City Auditor Dennis Gallagher officially began his effort Thursday to do away with the commission responsible for this week’s election debacle.
Gallagher filed the paperwork necessary to put a charter change on the May ballot to replace the Denver Election Commission with a single, elected clerk and recorder.
He will have to collect about 14,000 signatures to put the proposal to voters in May.
Meanwhile, City Council members, apoplectic over Election Day troubles, held an emergency meeting on the failed launch of vote centers in Denver.
Tuesday’s vote was the first general election in which the city used 55 centers instead of traditional neighborhood precincts, prompting long delays as poll workers trying to check in voters had problems accessing the city’s voter-registration database.
Councilwoman Elbra Wedgeworth said she wanted to see the city do away with the vote centers and go back to the system of voting in precincts.
“People trust the precinct system, and maybe we should stick with that,” she said.
Election Commissioner Susan Rogers told the City Council that commission members wanted to switch to an all-mail ballot.
But some council members took issue with that idea.
“The idea that we have all this equipment and it doesn’t service us, to me, is alarming,” said Councilwoman Carol Boigon.
The council plans to hold a public hearing with the election commissioners as soon as next weekend – although a firm date has not been set.
Boigon also ordered up an audit of the commission’s computer equipment that is expected to begin in a matter of days.
Both come on top of an investigative task force that Mayor John Hickenlooper announced Wednesday. Some council members questioned that decision, given that it would be the third time in two years that city officials have looked at overhauling the commission.
“People actually were alarmed at convening another blue-ribbon, fact-finding panel,” Councilwoman Judy Montero said.
Whatever their decisions, Auditor Gallagher’s spokesman, Denis Berckefeldt, said the overhaul is coming. “The auditor is not going to wait,” Berckefeldt told the council. “He thinks that this needs to happen, and it needs to happen now.”
After filing paperwork Thursday, Gallagher and his Denver Voters for Election Reform committee have 10 days to come up with petition language.

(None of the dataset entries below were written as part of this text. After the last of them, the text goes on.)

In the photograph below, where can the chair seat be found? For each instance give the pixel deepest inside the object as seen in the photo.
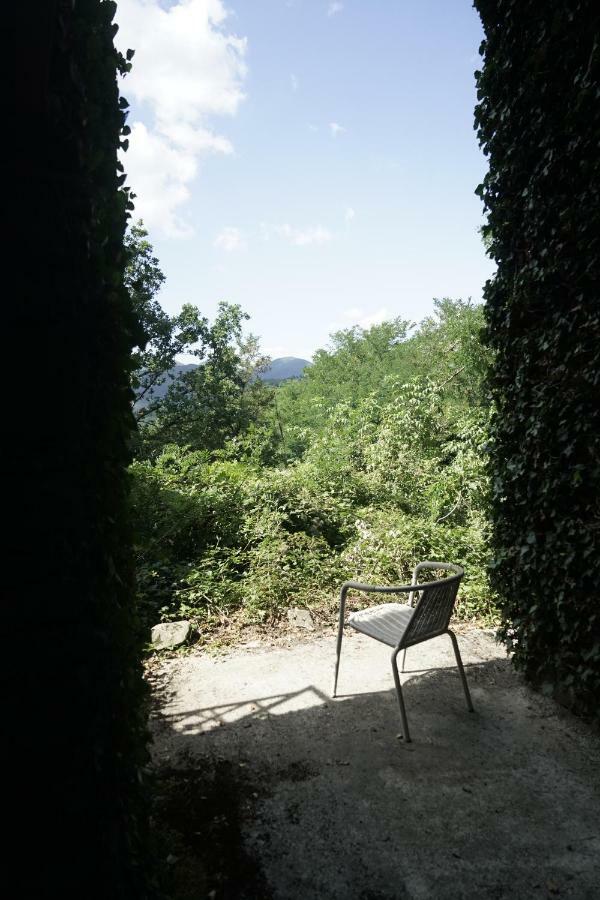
(386, 623)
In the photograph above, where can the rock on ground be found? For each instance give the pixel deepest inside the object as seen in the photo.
(319, 799)
(169, 635)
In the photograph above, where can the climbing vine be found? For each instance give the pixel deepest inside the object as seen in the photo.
(538, 121)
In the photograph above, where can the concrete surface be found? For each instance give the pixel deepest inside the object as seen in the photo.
(502, 803)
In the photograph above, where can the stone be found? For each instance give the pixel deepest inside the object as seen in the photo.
(300, 618)
(169, 635)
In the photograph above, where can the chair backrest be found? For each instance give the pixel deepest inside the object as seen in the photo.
(434, 608)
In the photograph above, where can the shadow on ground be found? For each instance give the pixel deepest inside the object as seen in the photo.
(293, 795)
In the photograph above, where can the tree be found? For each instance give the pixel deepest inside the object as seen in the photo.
(161, 338)
(221, 397)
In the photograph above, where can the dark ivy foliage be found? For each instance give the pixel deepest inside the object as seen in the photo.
(538, 120)
(77, 734)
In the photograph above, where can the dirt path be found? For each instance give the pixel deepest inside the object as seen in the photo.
(271, 789)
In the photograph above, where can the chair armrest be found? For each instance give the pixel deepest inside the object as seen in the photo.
(369, 588)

Berckefeldt said the petition would say that the election commissioners, also up for a vote on the May ballot, would serve only until November, when a clerk and recorder would be elected.
Currently, there are two elected commissioners, and an appointed clerk and recorder serves as the third.
System-backup woes
Delays in backing up a voter-registration database early Tuesday morning may have contributed to long lines early in the morning of Election Day, according to Sandy Adams, a Denver election commissioner, and Jenny Rose Flanagan, executive director of Colorado Common Cause.

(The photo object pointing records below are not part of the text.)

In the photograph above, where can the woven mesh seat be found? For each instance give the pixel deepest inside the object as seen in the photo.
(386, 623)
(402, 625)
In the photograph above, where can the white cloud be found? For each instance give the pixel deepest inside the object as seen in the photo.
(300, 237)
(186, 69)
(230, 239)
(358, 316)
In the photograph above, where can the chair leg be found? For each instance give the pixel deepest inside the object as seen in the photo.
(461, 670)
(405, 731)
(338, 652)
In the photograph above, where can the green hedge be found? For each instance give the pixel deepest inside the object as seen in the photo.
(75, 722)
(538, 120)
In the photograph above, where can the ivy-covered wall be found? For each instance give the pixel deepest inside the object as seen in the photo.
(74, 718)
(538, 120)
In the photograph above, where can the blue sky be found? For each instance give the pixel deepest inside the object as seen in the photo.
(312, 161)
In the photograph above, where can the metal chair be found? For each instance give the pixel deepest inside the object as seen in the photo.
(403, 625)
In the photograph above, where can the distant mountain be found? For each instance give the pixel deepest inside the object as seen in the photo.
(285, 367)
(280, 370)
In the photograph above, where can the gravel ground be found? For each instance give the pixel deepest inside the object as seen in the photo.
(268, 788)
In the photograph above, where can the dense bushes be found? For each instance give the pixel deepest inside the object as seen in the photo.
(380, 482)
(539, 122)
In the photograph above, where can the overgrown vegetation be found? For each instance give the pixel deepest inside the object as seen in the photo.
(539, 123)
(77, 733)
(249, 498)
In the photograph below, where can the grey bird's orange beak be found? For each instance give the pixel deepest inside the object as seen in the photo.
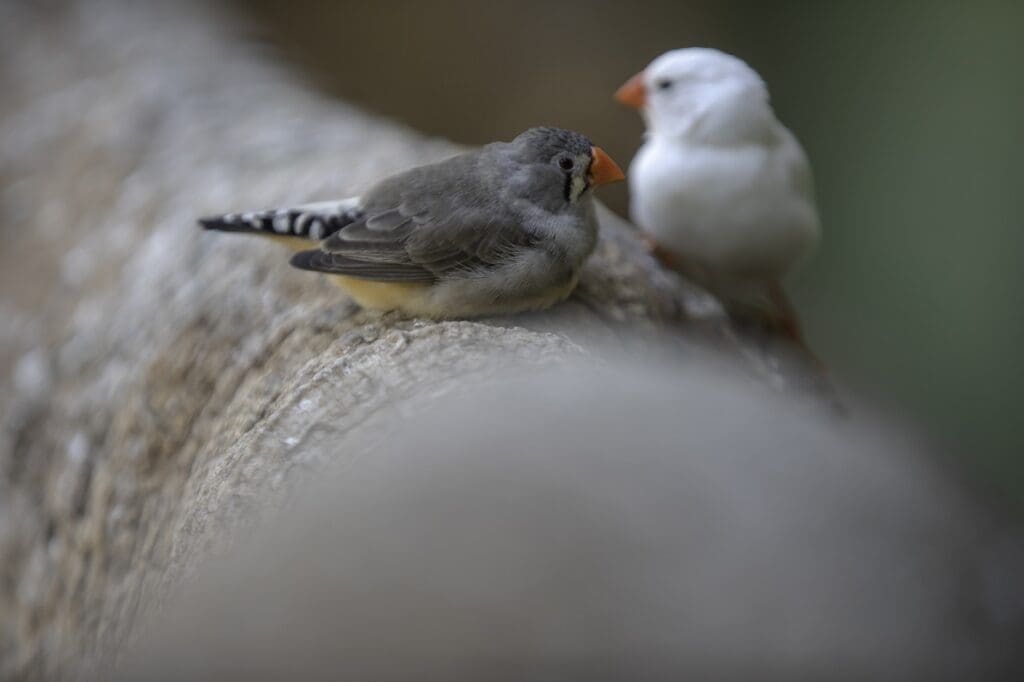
(602, 169)
(633, 93)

Election officials wanted to update the database as late as possible before Election Day, Adams said, to be sure it noted as many absentee voters as possible. But the process didn’t finish by the 7 a.m. opening of polls in Denver.
Flanagan said other election officials gave her the same explanation for early-morning delays Election Day. “But this doesn’t explain the problems we saw later in the day, the problems we saw in the primary,” she said. “We should have addressed them before the election.”